What are the minimum signals I should emit for an LLM call?+
A CLIENT-kind span per model call carrying gen_ai.operation.name, gen_ai.provider.name, gen_ai.request.model, the input and output token counts, and gen_ai.response.finish_reasons, plus two metrics: gen_ai.client.operation.duration (latency in seconds) and gen_ai.client.token.usage (tokens, split into input and output). Those two histograms are the floor, because in an LLM system both cost and latency track token counts rather than request counts.
Why should prompt and completion content go in events instead of span attributes?+
Because attributes are always indexed, carry size limits, and would expose any PII straight into your backend. The conventions put content into span events instead, which the Collector can filter or drop without any application change. Capture is off by default; you opt in with OTEL_INSTRUMENTATION_GENAI_CAPTURE_MESSAGE_CONTENT, and even then the guidance is defense in depth: keep it off unless needed, redact at the Collector, and lock down backend access.
Does instrumenting LLM calls add meaningful latency?+
No. Instrumentation adds well under a millisecond per span, and OpenTelemetry's asynchronous batch processing keeps the hit to your application under 1%. LLM API latency, anywhere from 100ms to 30 seconds, dominates entirely. The real cost is telemetry storage volume, which you manage with sampling rather than by skipping instrumentation.

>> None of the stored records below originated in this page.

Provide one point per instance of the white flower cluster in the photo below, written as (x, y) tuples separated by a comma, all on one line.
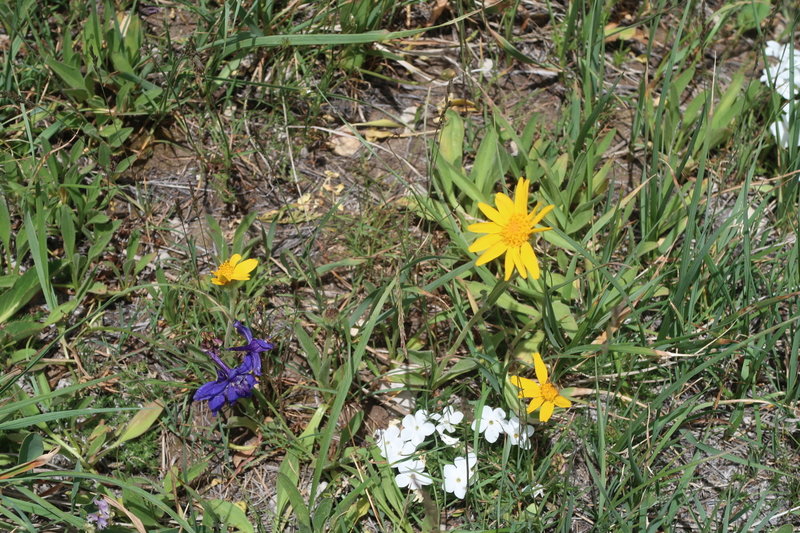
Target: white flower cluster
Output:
[(493, 422), (784, 78), (399, 444)]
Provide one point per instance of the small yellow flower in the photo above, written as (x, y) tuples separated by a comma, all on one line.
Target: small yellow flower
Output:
[(509, 232), (234, 269), (544, 394)]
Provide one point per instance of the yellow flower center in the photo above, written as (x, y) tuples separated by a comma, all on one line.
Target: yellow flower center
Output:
[(516, 231), (225, 271), (549, 392)]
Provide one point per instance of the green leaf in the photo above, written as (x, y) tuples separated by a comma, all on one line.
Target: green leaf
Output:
[(486, 171), (228, 514), (451, 141), (25, 288), (32, 447), (36, 232), (141, 422)]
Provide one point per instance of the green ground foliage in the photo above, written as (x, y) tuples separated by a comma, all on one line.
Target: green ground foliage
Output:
[(346, 146)]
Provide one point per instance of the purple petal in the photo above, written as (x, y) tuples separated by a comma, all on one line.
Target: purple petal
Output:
[(253, 361), (244, 331), (209, 390), (216, 403)]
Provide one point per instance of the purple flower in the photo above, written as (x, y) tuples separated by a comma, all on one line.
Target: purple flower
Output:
[(253, 347), (100, 518), (231, 383)]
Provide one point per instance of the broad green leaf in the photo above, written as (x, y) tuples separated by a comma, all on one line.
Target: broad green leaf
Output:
[(25, 288), (141, 422), (32, 447), (228, 514)]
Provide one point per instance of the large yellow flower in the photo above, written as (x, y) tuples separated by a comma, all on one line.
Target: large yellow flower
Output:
[(544, 394), (509, 232), (234, 269)]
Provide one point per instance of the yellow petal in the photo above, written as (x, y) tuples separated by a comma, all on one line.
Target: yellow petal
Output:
[(504, 204), (514, 253), (562, 402), (529, 259), (243, 269), (485, 242), (492, 214), (535, 218), (485, 227), (492, 253), (535, 404), (546, 412), (528, 387), (509, 265), (541, 370), (521, 195)]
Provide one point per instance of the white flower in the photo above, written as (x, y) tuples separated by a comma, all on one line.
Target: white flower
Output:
[(459, 475), (392, 446), (517, 434), (537, 491), (448, 419), (490, 423), (412, 474), (448, 440), (416, 427), (783, 77)]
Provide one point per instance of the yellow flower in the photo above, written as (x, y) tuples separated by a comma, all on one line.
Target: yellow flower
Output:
[(234, 270), (509, 232), (544, 393)]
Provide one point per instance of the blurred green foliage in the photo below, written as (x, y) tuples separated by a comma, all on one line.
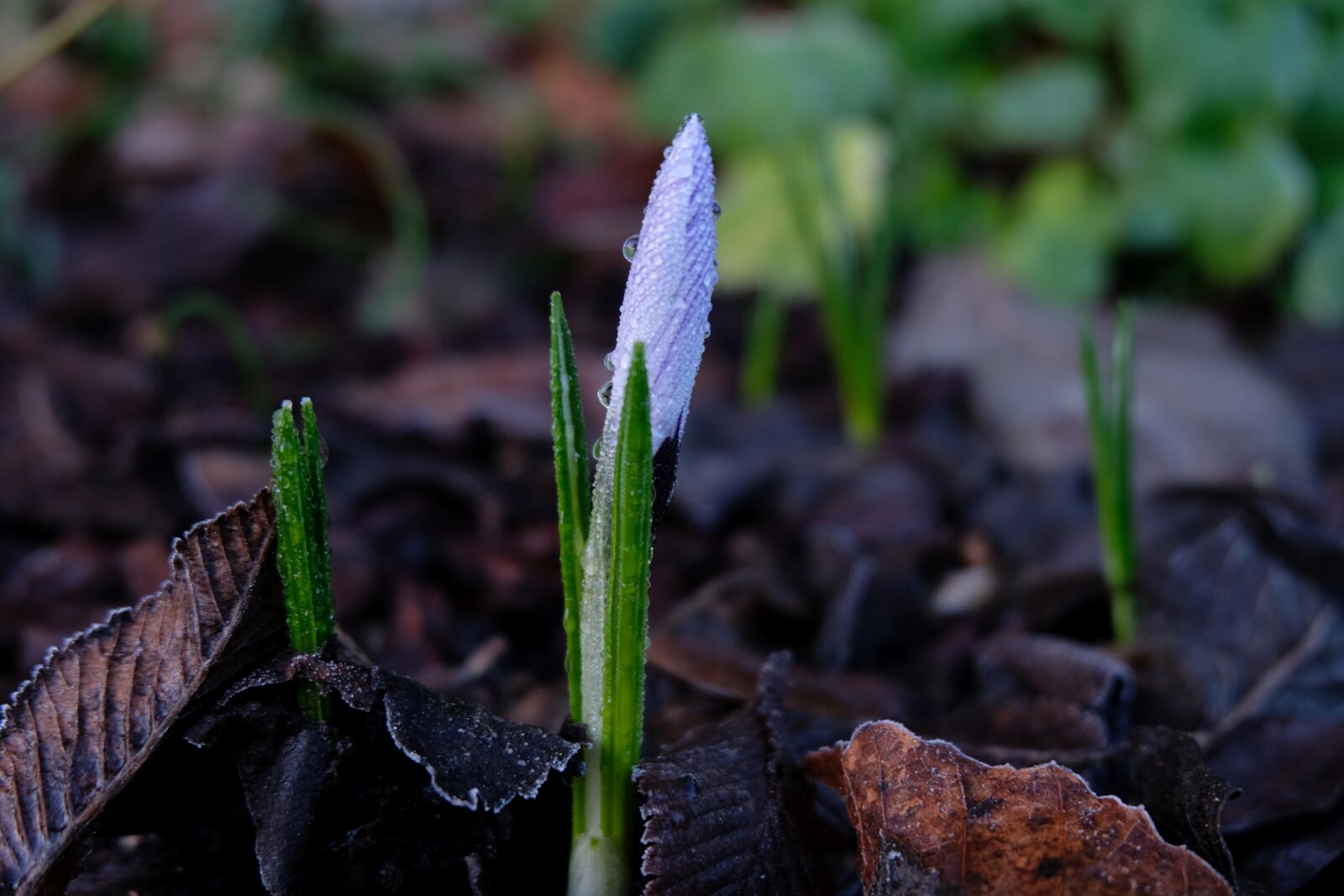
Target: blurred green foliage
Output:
[(1202, 137)]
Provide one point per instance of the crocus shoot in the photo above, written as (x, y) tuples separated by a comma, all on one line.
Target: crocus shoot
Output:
[(606, 543), (1108, 425), (302, 547)]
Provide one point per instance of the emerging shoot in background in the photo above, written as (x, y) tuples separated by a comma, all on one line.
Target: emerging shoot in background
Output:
[(302, 546), (606, 544), (1108, 425)]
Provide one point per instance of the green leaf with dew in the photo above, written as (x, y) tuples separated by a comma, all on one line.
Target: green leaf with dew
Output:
[(302, 548), (628, 600), (571, 488)]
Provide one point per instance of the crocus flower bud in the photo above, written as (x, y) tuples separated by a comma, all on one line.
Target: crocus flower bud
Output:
[(667, 295), (667, 308)]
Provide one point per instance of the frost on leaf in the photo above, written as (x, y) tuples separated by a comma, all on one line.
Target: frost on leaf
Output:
[(995, 829), (727, 809), (92, 714)]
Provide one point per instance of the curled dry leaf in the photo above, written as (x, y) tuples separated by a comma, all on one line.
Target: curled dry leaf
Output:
[(92, 714), (1182, 794), (475, 759), (727, 809), (995, 829)]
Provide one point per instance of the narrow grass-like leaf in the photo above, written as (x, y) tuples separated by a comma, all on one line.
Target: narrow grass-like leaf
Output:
[(571, 488), (316, 523), (302, 550), (288, 476), (1108, 425), (628, 606)]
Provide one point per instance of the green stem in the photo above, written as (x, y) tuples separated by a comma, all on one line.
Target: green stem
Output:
[(235, 333), (602, 839), (761, 352), (1109, 430), (571, 486), (51, 38), (302, 551)]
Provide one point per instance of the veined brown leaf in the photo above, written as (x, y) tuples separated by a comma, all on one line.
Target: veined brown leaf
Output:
[(995, 829), (76, 732)]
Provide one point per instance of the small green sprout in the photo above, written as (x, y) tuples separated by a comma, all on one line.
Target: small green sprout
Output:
[(853, 282), (761, 351), (1108, 425), (302, 547), (571, 485)]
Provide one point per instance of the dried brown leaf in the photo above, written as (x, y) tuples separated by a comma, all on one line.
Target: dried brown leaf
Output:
[(727, 809), (92, 714), (995, 829)]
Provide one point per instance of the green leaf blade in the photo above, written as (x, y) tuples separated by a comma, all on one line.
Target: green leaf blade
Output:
[(316, 523), (571, 486), (289, 486), (628, 600)]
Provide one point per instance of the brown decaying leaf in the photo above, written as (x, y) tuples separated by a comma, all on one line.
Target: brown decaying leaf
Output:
[(92, 714), (1183, 797), (994, 829), (727, 809)]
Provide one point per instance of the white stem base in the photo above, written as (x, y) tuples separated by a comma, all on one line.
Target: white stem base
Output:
[(597, 868)]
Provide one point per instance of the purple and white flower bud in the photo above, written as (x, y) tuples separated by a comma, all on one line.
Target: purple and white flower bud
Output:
[(667, 295), (667, 308)]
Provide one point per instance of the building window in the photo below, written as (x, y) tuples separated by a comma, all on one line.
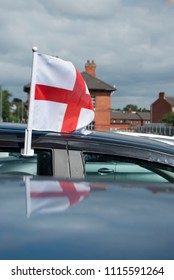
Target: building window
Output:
[(91, 126)]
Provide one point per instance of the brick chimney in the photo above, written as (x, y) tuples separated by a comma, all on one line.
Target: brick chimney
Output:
[(90, 68), (162, 95)]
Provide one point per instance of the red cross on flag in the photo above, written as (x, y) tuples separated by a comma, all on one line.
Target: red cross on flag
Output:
[(61, 100)]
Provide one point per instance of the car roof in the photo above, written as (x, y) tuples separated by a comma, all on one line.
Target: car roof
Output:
[(112, 220), (98, 136)]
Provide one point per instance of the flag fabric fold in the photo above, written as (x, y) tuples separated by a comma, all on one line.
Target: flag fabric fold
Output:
[(61, 100)]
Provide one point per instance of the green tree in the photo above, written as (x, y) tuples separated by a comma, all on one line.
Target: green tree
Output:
[(168, 118), (4, 105)]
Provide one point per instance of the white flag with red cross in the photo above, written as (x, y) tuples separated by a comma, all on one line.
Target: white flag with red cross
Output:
[(53, 196), (61, 100)]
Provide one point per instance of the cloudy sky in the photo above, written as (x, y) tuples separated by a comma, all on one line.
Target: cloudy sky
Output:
[(131, 42)]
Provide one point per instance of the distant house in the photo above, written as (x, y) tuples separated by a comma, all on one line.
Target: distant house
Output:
[(101, 96), (121, 120), (161, 107)]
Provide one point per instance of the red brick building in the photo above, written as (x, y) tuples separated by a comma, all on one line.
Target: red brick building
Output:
[(101, 96), (162, 106), (121, 120)]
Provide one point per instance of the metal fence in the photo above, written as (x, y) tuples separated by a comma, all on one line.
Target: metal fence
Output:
[(156, 128)]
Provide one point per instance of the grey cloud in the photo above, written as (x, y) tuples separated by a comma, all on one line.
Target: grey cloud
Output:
[(130, 41)]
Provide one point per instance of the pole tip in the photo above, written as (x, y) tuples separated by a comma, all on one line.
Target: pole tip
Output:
[(34, 49)]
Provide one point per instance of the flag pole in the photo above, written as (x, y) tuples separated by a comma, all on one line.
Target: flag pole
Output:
[(28, 132)]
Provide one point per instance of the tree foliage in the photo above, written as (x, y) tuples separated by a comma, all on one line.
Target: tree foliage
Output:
[(168, 118), (4, 104)]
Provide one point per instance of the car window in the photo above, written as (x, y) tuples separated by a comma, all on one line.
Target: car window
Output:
[(99, 166), (12, 162)]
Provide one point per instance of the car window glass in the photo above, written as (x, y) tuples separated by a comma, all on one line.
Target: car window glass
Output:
[(101, 166), (12, 162)]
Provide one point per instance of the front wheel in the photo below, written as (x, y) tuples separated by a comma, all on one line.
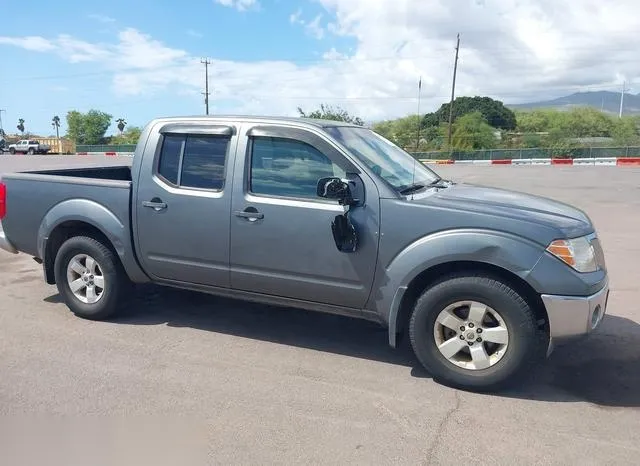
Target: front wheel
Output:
[(476, 333), (89, 278)]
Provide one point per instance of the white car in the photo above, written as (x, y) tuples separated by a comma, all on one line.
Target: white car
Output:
[(27, 146)]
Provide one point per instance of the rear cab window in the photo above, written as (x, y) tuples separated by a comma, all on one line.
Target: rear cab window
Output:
[(194, 161)]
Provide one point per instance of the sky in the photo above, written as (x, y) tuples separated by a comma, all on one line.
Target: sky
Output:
[(141, 59)]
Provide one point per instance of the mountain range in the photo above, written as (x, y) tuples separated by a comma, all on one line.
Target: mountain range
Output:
[(604, 100)]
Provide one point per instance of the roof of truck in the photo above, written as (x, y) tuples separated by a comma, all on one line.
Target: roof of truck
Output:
[(267, 119)]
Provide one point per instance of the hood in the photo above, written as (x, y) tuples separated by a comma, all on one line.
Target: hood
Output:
[(570, 220)]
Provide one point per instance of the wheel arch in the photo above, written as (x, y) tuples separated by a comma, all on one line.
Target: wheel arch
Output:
[(61, 233), (437, 273)]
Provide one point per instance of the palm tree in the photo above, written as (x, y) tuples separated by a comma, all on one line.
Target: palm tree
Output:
[(121, 124), (55, 122)]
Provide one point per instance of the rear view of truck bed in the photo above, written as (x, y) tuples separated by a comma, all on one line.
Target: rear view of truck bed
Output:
[(38, 202)]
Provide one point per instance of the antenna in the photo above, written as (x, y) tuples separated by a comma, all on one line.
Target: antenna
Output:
[(413, 177), (453, 89), (206, 92), (624, 85)]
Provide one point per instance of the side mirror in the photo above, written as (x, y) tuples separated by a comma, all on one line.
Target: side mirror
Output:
[(335, 188)]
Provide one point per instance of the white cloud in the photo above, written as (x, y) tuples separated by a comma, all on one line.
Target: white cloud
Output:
[(514, 50), (312, 28), (35, 43), (196, 34), (102, 18), (240, 5)]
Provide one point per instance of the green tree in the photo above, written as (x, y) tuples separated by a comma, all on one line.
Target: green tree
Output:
[(402, 132), (472, 132), (327, 112), (493, 111), (121, 124), (129, 136), (87, 128)]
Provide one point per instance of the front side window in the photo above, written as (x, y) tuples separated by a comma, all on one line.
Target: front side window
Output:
[(194, 161), (398, 168), (288, 168)]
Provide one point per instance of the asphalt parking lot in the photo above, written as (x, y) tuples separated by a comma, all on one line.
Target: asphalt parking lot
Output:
[(266, 385)]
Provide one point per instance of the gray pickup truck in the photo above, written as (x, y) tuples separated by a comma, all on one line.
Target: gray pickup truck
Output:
[(323, 216)]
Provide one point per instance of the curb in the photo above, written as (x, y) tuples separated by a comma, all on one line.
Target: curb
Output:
[(612, 161)]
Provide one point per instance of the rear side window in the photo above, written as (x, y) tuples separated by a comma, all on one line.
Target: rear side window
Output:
[(194, 161)]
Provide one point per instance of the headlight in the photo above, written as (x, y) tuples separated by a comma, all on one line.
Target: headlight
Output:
[(576, 252)]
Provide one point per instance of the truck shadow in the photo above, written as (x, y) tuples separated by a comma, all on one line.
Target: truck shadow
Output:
[(603, 369)]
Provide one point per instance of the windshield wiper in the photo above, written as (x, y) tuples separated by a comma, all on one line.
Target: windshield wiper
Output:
[(412, 188), (438, 182)]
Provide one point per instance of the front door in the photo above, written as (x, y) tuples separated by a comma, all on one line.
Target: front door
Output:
[(281, 238), (183, 209)]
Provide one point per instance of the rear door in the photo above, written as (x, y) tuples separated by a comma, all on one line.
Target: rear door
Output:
[(183, 202), (281, 238)]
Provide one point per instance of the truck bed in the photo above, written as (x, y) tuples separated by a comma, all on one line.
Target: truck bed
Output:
[(87, 194), (119, 173)]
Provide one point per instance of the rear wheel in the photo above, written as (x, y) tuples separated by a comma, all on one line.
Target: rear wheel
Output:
[(89, 278), (476, 333)]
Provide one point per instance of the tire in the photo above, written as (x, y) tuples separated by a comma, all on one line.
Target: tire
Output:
[(508, 358), (107, 292)]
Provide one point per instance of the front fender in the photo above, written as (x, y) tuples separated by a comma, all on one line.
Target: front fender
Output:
[(100, 217), (515, 254)]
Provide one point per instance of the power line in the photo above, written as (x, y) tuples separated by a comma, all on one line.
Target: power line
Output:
[(206, 92), (453, 88)]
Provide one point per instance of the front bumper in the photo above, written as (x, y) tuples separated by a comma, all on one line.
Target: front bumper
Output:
[(575, 316), (5, 244)]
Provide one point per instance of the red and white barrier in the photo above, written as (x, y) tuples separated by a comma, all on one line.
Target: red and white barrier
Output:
[(611, 161), (108, 154), (607, 161)]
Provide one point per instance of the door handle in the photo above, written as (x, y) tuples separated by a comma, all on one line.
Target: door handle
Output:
[(155, 205), (249, 215)]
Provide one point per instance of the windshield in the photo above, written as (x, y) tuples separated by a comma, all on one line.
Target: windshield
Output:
[(387, 160)]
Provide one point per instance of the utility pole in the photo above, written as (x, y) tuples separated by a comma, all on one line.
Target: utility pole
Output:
[(419, 119), (206, 92), (624, 85), (453, 88)]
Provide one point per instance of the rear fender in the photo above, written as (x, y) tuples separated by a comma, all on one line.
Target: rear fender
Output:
[(99, 217)]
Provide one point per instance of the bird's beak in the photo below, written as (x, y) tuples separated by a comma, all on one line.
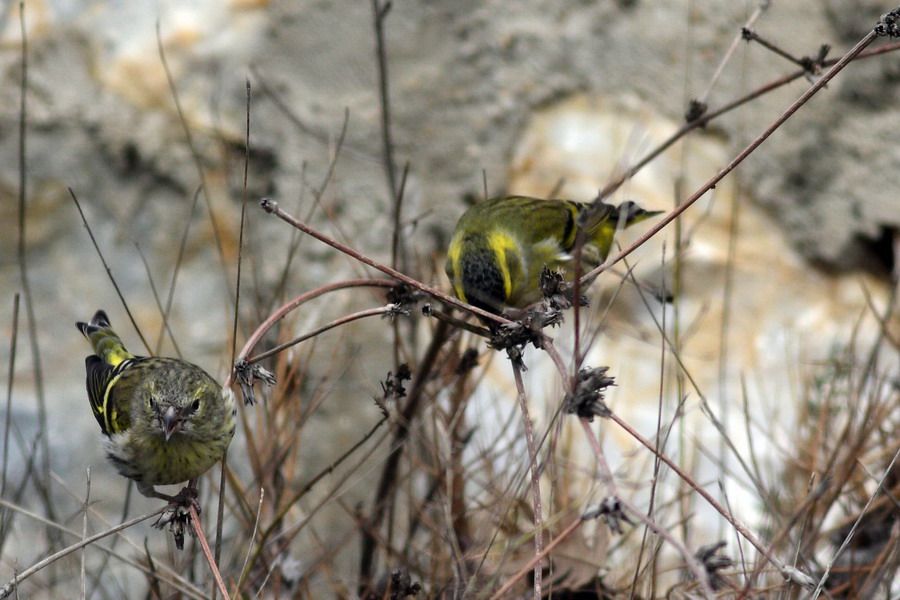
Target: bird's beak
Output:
[(171, 422)]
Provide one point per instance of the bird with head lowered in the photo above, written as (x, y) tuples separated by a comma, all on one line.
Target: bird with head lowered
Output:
[(500, 246)]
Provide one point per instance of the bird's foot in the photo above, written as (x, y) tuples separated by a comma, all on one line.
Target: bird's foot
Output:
[(178, 514)]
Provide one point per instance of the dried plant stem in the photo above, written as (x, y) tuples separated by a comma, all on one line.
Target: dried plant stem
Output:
[(109, 271), (761, 7), (535, 561), (606, 477), (7, 589), (287, 307), (887, 472), (84, 508), (743, 154), (738, 526), (207, 553), (43, 483), (13, 341), (198, 163), (371, 312), (535, 477)]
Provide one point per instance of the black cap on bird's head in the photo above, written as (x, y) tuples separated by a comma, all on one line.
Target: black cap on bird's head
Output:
[(482, 280)]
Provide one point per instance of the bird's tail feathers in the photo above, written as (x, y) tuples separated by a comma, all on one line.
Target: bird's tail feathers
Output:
[(106, 343)]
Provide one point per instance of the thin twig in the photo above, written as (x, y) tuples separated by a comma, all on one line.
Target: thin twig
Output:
[(198, 163), (371, 312), (287, 307), (176, 269), (109, 274), (204, 546), (87, 501), (754, 16), (22, 256), (889, 471), (13, 341), (271, 207), (380, 12), (762, 137), (237, 585), (13, 584), (535, 476), (162, 311), (709, 116)]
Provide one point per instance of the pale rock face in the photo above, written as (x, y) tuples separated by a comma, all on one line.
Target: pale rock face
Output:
[(784, 318)]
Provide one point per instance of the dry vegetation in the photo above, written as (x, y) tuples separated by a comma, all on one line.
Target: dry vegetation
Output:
[(444, 520)]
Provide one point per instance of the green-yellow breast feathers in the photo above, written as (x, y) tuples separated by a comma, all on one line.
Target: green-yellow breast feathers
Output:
[(500, 246), (165, 419)]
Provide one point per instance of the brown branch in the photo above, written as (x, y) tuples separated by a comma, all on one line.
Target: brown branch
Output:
[(743, 154)]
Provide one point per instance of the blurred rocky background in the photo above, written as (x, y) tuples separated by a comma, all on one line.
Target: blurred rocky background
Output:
[(468, 80)]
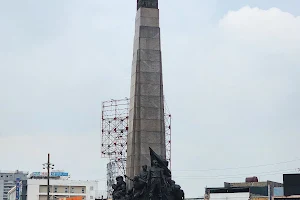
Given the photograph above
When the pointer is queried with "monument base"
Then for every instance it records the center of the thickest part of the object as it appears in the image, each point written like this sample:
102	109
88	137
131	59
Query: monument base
154	183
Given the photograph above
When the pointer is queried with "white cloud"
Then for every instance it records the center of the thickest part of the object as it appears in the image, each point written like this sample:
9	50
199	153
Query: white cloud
271	29
231	90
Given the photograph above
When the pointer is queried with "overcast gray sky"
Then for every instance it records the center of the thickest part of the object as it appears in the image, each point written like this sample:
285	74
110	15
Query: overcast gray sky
231	82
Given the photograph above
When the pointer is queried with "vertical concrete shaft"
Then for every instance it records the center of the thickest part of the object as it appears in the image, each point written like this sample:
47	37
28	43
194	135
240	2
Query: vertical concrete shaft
146	118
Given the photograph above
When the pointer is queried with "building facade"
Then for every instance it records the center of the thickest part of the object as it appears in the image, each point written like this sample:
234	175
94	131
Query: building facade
8	181
36	189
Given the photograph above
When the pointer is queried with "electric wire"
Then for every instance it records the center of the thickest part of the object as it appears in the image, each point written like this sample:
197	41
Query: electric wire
243	167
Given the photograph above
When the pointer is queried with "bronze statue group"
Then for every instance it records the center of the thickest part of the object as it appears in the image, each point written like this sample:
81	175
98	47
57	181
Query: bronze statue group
154	183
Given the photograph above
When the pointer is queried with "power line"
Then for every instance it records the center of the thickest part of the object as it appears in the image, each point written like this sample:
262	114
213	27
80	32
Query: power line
234	176
244	167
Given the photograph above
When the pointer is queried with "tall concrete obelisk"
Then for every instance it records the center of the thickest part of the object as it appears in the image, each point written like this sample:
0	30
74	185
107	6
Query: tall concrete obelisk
146	118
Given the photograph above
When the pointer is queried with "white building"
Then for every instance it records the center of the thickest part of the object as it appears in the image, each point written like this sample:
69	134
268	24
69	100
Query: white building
36	189
8	180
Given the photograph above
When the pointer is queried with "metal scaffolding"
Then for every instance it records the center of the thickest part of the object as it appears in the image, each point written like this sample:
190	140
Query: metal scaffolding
115	120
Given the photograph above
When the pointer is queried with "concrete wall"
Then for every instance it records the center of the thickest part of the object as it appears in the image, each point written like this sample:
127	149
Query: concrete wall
1	189
9	181
37	189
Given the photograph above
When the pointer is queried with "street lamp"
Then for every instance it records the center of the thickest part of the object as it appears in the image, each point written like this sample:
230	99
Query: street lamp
48	166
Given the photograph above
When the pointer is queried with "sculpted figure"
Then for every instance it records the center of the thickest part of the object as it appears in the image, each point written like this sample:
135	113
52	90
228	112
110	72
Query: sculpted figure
119	189
155	179
144	173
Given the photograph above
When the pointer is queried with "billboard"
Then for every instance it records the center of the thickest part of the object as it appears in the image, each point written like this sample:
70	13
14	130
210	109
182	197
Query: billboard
291	184
226	196
52	174
71	198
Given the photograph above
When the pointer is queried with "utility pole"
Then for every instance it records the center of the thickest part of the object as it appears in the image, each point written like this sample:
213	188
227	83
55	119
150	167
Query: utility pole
48	166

Which tools and platforms already support the GenAI conventions?+
Broad coverage as of 2026. Backends: Datadog, New Relic, Dynatrace, Honeycomb, MLflow, and open-source options like Grafana Tempo, Uptrace, OpenObserve, Jaeger, and GreptimeDB. Frameworks: the OpenAI Python SDK (the most mature path), CrewAI, and LangChain natively, with community libraries OpenLLMetry and OpenLIT covering roughly 14 providers. Even coding assistants emit it: VS Code Copilot, OpenAI Codex, and Claude Code all export OTel telemetry.
What changed in release v1.37 of the conventions?+
It reworked how chat history is recorded. Before v1.37, each message was its own event, which flooded multi-turn conversations with fine-grained events that were hard to query and correlate. v1.37 replaced that with three aggregated attributes, gen_ai.system_instructions, gen_ai.input.messages, and gen_ai.output.messages, which can live on the span or on a new inference-details event. If your early instrumentation's dashboards shifted, this release is usually why.